Two simple codes to generate divisors of a number. Why is the recursive one faster?

C

2

3

While solving a problem, I had to calculate the divisors of a number. I have two implementations that produce all divisors > 1 for a given number.

The first is using simple recursion:

divisors :: Int64 -> [Int64]
divisors k = divisors' 2 k
  where
    divisors' n k | n*n > k = [k]
                  | n*n == k = [n, k]
                  | k `mod` n == 0 = (n:(k `div` n):result)
                  | otherwise = result
      where result = divisors' (n+1) k

The second one uses list processing functions from the Prelude:

divisors2 :: Int64 -> [Int64]
divisors2 k = k : (concatMap (\x -> [x, k `div` x]) $!
                  filter (\x -> k `mod` x == 0) $! 
                  takeWhile (\x -> x*x <= k) [2..])

I find that the first implementation is faster (I printed the whole list returned, so that no part of the result remains unevaluated due to laziness). The two implementations produce differently ordered divisors, but that is not a problem for me. (In fact, if k is a perfect square, the square root is output twice in the second implementation - again not a problem).

In general are such recursive implementations faster in Haskell? Also, I would appreciate any pointers to make either of these codes faster. Thanks!

EDIT:

Here is the code I am using to compare these two implementations for performance: https://gist.github.com/3414372

Here are my timing measurements:

Using divisor2 with strict evaluation ($!)

$ ghc --make -O2 div.hs 
[1 of 1] Compiling Main             ( div.hs, div.o )
Linking div ...
$ time ./div > /tmp/out1

real    0m7.651s
user    0m7.604s
sys 0m0.012s

Using divisors2 with lazy evaluation ($):

$ ghc --make -O2 div.hs 
[1 of 1] Compiling Main             ( div.hs, div.o )
Linking div ...
$ time ./div > /tmp/out1

real    0m7.461s
user    0m7.444s
sys 0m0.012s

Using function divisors

$ ghc --make -O2 div.hs 
[1 of 1] Compiling Main             ( div.hs, div.o )
Linking div ...
$ time ./div > /tmp/out1

real    0m7.058s
user    0m7.036s
sys 0m0.020s

Clintonclintonia answered 21/8, 2012 at 9:37 Comment(9)

I think it has something to do with Haskell being Tail Call Optimised, so recursion isn't as big a hit as it would be with other languages. But I don't know exactly how this helps, so I'm leaving this as a comment instead of an answer. – Shoring 21/8, 2012 at 9:45

Nope, tail call optimization does not generally affect the performance of a Haskell program, and tail call optimization is very seldom even used by the compiler in Haskell, since it is a lazily evaluated language and doesn't need it most of the time. – Mcadams 21/8, 2012 at 9:57

@Mcadams As I said - I wasn't sure. Thanks for putting me right :) – Shoring 21/8, 2012 at 10:15

(misread your code there ...) try replacing $! with $, the culprit in the 2nd might be excessive strictness.
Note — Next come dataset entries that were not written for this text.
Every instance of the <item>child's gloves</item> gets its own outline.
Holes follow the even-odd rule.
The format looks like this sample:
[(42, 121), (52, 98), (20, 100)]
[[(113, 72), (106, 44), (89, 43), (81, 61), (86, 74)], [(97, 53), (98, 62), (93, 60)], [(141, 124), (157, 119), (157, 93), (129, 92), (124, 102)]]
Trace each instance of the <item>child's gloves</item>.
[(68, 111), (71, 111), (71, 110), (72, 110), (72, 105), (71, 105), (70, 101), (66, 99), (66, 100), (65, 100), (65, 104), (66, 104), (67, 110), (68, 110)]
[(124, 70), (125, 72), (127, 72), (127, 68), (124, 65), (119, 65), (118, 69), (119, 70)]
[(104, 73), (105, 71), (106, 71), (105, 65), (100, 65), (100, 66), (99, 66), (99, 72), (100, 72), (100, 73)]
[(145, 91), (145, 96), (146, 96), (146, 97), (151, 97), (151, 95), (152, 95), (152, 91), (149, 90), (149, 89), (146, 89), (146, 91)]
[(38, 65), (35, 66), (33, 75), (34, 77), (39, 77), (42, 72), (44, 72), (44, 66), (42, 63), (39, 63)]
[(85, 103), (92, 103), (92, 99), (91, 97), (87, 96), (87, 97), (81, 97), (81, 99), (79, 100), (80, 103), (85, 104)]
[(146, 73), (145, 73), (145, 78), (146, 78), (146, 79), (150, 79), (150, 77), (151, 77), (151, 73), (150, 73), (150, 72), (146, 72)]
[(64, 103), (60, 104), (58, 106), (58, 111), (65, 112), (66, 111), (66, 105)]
How much is the difference anyway? 5%? 1%? – Strumpet 21/8, 2012 at 10:15

@WillNess, good call, I came to the same conclusion after you deleted your answer. – Mcadams 21/8, 2012 at 10:20

@Mcadams yeah I misread the OP code for prime factorization, but it isn't. Must ... pace ... myself. I had a hunch, but you've provided links and definite arguments there. :) – Strumpet 21/8, 2012 at 10:26

Better algorithm should be used for that. Generate a prime factorization first, then construct the divisors from it. If you're interested, ask this in a new question. :) – Strumpet 21/8, 2012 at 10:29

@WillNess Thanks, will ask in another question. Also, please see the edits in my question. – Clintonclintonia 21/8, 2012 at 10:57

since you've asked how to make it faster, I've added newly re-written answer here. – Strumpet 21/8, 2012 at 13:21

M

5

The recursive version is not in general faster than the list-based version. This is because the GHC compiler employs List fusion optimizations when a computation follows a certain pattern. This means that list generators and "list transformers" might be fused into one big generator instead.

However, when you use $!, you basically tell the compiler to "Please produce the first cons of this list before performing the next step." This means that GHC is forced to at least compute one intermediate list element, which disables the whole fusion optimization entirely.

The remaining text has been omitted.